Despite the government funding 800 zero-emission buses and coaches, Transform Scotland estimated last year that about 70% of the fleet still runs on diesel.
One topic that John Swinney has talked about relatively rarely since he became first minister, but which will surely have to feature in his next manifesto somewhere, is Scotland’s constitutional future.
The 2021 paper promised to hold an independence referendum after the Covid crisis was over.
Nicola Sturgeon’s attempt to force the issue via the Supreme Court fell flat, and talk of a “de facto referendum” ended with her resignation – not to mention the SNP’s massive losses in last year’s general election.
It’s hard to say whether her successors have managed to maintain relations with EU partners with a view to rejoining.
A diplomatic office was added in Copenhagen, but plans for another in Warsaw have not yet borne fruit and the idea of rejoining the European club remains as distant as independence.
The final score?
Five of the 20 headline pledges have inarguably been delivered upon, and things like funding the NHS and the Scottish Child Payment are no small matter.
But at least as many have been dropped, while others have been delayed or kicked into the long grass.
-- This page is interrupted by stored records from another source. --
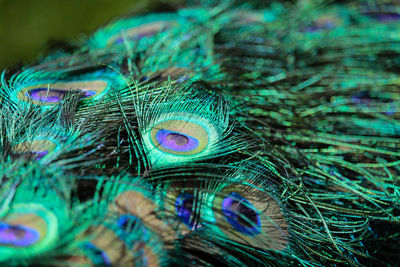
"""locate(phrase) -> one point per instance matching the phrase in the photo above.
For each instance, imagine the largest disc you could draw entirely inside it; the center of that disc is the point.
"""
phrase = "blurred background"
(28, 27)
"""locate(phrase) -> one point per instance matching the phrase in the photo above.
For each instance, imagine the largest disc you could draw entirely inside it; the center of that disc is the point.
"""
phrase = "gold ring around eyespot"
(184, 127)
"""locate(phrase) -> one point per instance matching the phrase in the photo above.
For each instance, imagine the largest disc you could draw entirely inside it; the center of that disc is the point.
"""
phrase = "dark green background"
(28, 26)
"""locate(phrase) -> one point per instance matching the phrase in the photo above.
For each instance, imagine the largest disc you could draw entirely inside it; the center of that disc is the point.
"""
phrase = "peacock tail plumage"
(224, 133)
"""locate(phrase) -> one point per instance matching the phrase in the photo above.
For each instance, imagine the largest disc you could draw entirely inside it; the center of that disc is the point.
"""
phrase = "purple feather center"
(176, 141)
(49, 95)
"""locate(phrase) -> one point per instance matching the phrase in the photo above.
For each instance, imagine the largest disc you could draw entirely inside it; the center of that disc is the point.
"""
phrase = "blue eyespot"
(183, 208)
(241, 214)
(176, 141)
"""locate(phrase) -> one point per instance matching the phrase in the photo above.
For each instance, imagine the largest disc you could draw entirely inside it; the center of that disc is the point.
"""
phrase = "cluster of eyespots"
(37, 148)
(53, 93)
(241, 214)
(139, 32)
(17, 235)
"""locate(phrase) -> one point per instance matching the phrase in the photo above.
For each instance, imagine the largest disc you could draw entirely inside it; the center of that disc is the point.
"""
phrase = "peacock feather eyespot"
(195, 131)
(141, 31)
(241, 214)
(244, 213)
(27, 229)
(48, 88)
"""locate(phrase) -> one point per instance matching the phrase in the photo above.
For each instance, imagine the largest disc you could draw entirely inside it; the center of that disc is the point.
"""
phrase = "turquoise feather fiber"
(238, 133)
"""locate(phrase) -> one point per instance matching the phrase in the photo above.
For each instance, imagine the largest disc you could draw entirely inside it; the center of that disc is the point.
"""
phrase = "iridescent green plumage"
(227, 134)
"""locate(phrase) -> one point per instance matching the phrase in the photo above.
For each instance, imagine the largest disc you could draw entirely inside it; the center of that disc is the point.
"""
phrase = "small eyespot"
(183, 208)
(140, 32)
(241, 214)
(179, 137)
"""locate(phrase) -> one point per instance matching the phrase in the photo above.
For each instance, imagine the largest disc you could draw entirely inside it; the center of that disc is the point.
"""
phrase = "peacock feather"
(224, 133)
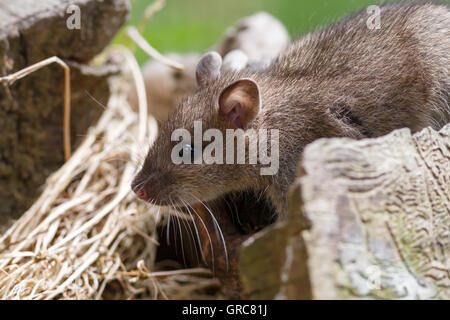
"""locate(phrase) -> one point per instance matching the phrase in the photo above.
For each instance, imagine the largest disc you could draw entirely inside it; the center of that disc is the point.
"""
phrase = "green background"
(195, 25)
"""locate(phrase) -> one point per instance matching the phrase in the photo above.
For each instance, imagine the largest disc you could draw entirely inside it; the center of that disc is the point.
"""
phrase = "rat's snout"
(150, 187)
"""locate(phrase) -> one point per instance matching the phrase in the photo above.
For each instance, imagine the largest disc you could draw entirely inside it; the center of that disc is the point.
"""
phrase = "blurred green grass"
(196, 25)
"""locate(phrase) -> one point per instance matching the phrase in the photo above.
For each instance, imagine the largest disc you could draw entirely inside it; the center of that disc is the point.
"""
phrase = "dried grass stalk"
(87, 237)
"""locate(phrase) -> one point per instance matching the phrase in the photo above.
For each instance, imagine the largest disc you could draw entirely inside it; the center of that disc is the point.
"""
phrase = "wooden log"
(379, 213)
(31, 108)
The same story continues through the rest of the manifesto: free bus travel for under-22s and a ban on single-use plastics were delivered; alcohol advertising restrictions and annual citizens assemblies were scrapped.
Almost always there is a deeper story too – consider the pledge to simplify the gender recognition process.
There are plenty of reasons why this is the case, given the big changes in government here and circumstances more broadly.
But you can see why Swinney is so keen to set himself up for a year of delivery before he has to put his next manifesto to the public for a vote.